Baroness Elsa von Freytag-Loringhoven and Morton Schamberg’s assisted readymade God was made by fitting a plumbing trap to a miter box. Separately, each object had a useful function. The water in the U-bend of a plumbing trap prevents sewer gas from seeping into the house, and a miter box helps guide a carpenter’s saw to make perfect right-angle or 45-degree cuts. Putting them together makes both dysfunctional, and the title God adds a note of sacrilege to further shock the middle-class public that might encounter the object in an art gallery.
For a Dadaist, the fact that such found objects violate expectations for what art “should” be is part of their program of undermining social conventions. Indeed, the revered status of art and related concepts such as “creativity” and “originality” makes them an obvious target for a movement devoted to iconoclasm. In some cases the assault on art itself was direct.
The first “pure” readymade — unmodified and not combined with another object — was a bottle rack that was so obviously inartistic it was discarded by Duchamp’s family after the artist left France at the beginning of World War I. An unknown inscription on the original work may have helped guide interpretations, but Duchamp himself could not remember it in later years.
The underlying idea may have been a pun based on the French name of the object, égouttoir. The root word “goutte,” meaning drop (as in drop of water) suggests its function to drain the water out of bottles placed upside-down on its spikes. But Duchamp, who loved wordplay, may have also seen a pun on the word “goût” (taste), which in French as in English has aesthetic as well as culinary significance. Duchamp insisted that readymades be selected “based on a reaction of visual indifference, with at the same time a total absence of good or bad taste.” Indeed, the object is inartistic, anesthetic, tasteless — and placed in the center of an art gallery, the égouttoir could, by association, drain the taste from all the surrounding artworks.
Another example of Duchamp’s deliberately anti-art readymades is a postcard reproducing one of the world’s most famous and revered works of art, Leonardo’s Mona Lisa, adorned with a mustache and goatee. Not only did Duchamp deface what is commonly regarded as a work of transcendent technical skill with a bit of crude graffiti, he violated gender norms as well by adding facial hair to a woman’s portrait. Beneath the image is more Duchampian wordplay: the initials L.H.O.O.Q., which read aloud in French sounds like “Elle a chaud au cul” — “she’s got a hot ass.”
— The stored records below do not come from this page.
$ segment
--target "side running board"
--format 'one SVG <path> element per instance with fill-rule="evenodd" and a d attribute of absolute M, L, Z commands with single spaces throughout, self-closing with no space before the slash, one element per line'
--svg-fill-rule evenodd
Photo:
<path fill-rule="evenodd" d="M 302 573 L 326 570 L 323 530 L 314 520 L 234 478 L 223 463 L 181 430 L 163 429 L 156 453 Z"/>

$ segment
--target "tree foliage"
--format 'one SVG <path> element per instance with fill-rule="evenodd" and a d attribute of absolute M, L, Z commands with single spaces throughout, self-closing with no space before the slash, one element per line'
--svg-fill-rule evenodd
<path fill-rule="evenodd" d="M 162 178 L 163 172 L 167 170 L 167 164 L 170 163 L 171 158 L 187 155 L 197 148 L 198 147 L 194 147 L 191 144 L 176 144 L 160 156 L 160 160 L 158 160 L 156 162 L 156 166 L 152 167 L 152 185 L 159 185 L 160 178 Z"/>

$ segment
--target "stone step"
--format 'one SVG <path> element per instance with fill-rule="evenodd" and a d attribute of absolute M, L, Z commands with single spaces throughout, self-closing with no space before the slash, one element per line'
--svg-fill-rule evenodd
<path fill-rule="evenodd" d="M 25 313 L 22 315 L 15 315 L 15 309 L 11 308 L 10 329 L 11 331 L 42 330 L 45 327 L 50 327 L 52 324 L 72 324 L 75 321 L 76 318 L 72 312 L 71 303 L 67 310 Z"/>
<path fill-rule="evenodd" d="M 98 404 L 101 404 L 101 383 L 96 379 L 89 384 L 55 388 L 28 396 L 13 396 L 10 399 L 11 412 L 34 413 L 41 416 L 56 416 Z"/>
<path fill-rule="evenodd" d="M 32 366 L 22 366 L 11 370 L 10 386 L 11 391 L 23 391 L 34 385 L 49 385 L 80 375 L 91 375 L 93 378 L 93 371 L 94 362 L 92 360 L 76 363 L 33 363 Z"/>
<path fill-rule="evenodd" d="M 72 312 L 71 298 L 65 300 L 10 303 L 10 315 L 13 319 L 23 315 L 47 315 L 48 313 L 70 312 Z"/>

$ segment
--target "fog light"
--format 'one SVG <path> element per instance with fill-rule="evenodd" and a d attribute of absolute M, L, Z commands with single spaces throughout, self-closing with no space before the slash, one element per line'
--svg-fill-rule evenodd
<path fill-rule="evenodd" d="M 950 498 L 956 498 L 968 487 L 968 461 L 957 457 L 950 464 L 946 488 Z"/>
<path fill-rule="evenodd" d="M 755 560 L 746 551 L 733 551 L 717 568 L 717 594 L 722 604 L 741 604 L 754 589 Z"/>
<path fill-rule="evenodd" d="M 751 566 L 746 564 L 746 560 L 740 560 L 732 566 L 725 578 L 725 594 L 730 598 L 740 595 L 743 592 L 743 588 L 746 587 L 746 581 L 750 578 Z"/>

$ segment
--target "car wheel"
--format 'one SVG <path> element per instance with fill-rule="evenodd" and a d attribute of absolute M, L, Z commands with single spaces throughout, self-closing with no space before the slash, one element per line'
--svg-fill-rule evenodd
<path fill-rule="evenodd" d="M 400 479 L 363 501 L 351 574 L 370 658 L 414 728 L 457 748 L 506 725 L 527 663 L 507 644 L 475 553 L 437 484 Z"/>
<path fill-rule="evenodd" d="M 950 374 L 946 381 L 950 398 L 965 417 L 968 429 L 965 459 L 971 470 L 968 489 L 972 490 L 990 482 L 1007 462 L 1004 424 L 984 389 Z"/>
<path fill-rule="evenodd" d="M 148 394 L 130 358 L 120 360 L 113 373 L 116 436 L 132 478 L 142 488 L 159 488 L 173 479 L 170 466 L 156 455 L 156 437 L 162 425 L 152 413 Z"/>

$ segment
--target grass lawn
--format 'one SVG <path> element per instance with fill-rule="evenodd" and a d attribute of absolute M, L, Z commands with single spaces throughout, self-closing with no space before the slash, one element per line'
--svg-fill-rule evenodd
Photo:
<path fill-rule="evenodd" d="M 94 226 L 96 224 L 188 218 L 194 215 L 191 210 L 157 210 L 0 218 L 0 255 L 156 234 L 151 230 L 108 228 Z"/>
From readymades to assemblages and conceptual art
Duchamp recognized that the power of readymades would diminish with proliferation, so he made only thirteen. The technique of creating art by carefully selecting and combining already-made objects has, however, proven enormously fruitful for other artists. Sculptures based on found objects have flourished since the “neo-Dada” assemblages of Robert Rauschenberg in the late 1950s. And although readymades remain controversial for many members of the general public, it is undoubtedly true that the contemporary art world now values artists’ concepts much more highly than their technical skills, just as Duchamp hoped.
- Marcel Duchamp, interview with James Johnson Sweeney, The Bulletin of the Museum of Modern Art, vol. XIII, no. 4-5 (1946), in Michel Sanouillet and Elmer Peterson, eds., The Writings of Marcel Duchamp (Oxford, 1973), p. 126.
- Duchamp, “Apropos of ‘Readymades’,” talk delivered in 1961 at the Museum of Modern Art, in The Writings of Marcel Duchamp, p. 141.